Our paths continued to cross over the years as Brewer settled into the Seattle Blues scene as a major player. I have a tape of a jam in Twist Turner's basement in the north end, just before Twist pushed off for Chicago to seek his fortune, with Brewer, Isaac and Brian Butler all playing guitars together, making a hellacious, wonderful racket - screaming Blues like you rarely hear in a more civilized Seattle of 2005.
I was hanging out on a break at the Salmon Bay Eagles last week when a friend of mine gave me a copy of Brewer's (right, at the Jolly Roger Roadhouse in Seattle in the mid-'80s) new CD and said "here - you have got to have this." Okay...I took it home and put it on, and you know what? This is a really good CD. I mean a really good CD. This is not another local blues band CD - you know what I'm saying - a relatively unadorned, low budget, live in the studio, what-you-hear-is-what-you-get any night out in the clubs type-CD. This is an album of good songs - a mix of covers and original tunes - with creative arrangements, and good engineering and production. Some songs have a very cool wall-of-sound effect - layers of guitars in harmony, a solid horn section that sounds like Phil Spector himself at the board; these are compositions, obviously approached song-by-song with as much time, energy, and creative thinking as necessary given to each one to make the man happy! Listening to this album over and over hearkens back to a time for me when I would anxiously be awaiting a new release from Freddie King, or Albert Collins, or the Allman Brothers Band, and as soon as I had my hands on it, I would just play it non-stop until I'd crawled all the way inside and the cuts were as broken-in and familiar as a good pair of boots.

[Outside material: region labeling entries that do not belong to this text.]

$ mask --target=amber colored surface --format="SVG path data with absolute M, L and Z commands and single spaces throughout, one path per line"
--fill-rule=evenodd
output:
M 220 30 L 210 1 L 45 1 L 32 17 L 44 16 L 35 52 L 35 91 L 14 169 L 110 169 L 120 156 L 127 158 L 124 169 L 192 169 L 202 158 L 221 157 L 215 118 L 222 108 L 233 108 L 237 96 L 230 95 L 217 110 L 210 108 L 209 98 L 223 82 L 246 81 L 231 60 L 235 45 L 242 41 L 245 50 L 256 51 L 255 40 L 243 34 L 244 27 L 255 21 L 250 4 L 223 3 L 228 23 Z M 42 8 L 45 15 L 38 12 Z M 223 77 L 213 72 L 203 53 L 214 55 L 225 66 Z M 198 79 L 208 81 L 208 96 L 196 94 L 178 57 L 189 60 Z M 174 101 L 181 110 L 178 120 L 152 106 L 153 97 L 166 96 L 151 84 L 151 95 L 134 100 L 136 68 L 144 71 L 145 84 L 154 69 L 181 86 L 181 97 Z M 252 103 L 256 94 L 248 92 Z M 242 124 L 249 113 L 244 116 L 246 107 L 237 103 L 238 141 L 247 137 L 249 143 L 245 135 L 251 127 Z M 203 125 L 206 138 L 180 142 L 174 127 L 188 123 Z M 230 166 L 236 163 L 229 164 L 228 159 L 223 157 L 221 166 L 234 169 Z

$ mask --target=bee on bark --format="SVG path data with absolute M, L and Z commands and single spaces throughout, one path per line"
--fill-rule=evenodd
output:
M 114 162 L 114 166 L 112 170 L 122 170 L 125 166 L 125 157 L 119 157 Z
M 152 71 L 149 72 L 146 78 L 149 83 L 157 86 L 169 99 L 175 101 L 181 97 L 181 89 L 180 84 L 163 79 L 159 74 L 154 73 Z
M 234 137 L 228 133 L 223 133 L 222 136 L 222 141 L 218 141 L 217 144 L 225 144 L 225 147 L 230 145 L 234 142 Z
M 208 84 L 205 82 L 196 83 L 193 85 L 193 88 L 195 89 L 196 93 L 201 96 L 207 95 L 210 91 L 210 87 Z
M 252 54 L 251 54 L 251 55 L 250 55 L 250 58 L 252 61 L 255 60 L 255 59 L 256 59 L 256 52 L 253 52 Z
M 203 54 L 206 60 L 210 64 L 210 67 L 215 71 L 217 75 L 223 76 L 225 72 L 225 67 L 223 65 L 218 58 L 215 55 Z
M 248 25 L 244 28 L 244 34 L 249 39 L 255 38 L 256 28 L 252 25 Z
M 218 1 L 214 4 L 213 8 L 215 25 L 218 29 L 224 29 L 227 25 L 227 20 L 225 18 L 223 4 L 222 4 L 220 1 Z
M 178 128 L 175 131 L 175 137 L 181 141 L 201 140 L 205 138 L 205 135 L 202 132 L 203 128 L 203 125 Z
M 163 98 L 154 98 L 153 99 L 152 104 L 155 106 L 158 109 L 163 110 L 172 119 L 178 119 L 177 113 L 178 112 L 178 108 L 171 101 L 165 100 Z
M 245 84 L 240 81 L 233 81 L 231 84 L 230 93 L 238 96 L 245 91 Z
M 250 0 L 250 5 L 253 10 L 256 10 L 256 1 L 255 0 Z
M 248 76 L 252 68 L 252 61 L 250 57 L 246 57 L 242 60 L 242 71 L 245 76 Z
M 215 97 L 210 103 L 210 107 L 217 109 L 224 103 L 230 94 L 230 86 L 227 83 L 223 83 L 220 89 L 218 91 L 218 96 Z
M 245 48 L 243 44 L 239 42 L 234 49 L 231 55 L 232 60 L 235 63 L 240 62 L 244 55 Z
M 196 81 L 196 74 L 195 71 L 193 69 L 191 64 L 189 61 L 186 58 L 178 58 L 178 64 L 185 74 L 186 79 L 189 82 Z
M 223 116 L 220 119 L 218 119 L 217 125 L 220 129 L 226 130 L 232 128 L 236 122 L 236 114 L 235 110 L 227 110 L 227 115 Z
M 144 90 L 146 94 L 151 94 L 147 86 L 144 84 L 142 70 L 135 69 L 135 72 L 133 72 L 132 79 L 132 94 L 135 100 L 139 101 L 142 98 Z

Brewer's always interesting take on the Blues is strongly in evidence here - listen to what he has done with an old saw like "Walkin' By Myself" - a tune you've heard hundreds of times if you've been around Seattle Blues for any time at all - and yet, with Brewer's able hands and well-worn voice on the job, it sounds fresh and new. Another familiar tune, the old Animal's hit, "Don't Let Me Be Misunderstood," is given new life, in a convincing reading that, like all of Brewer's music, seems to come straight at you, from the heart. One of Chuck Berry's several delightful continental-flavored songs, "You Never Can Tell," gets the full studio treatment here - horns, vocal chorus, big fat sound - and the result works just great in my book.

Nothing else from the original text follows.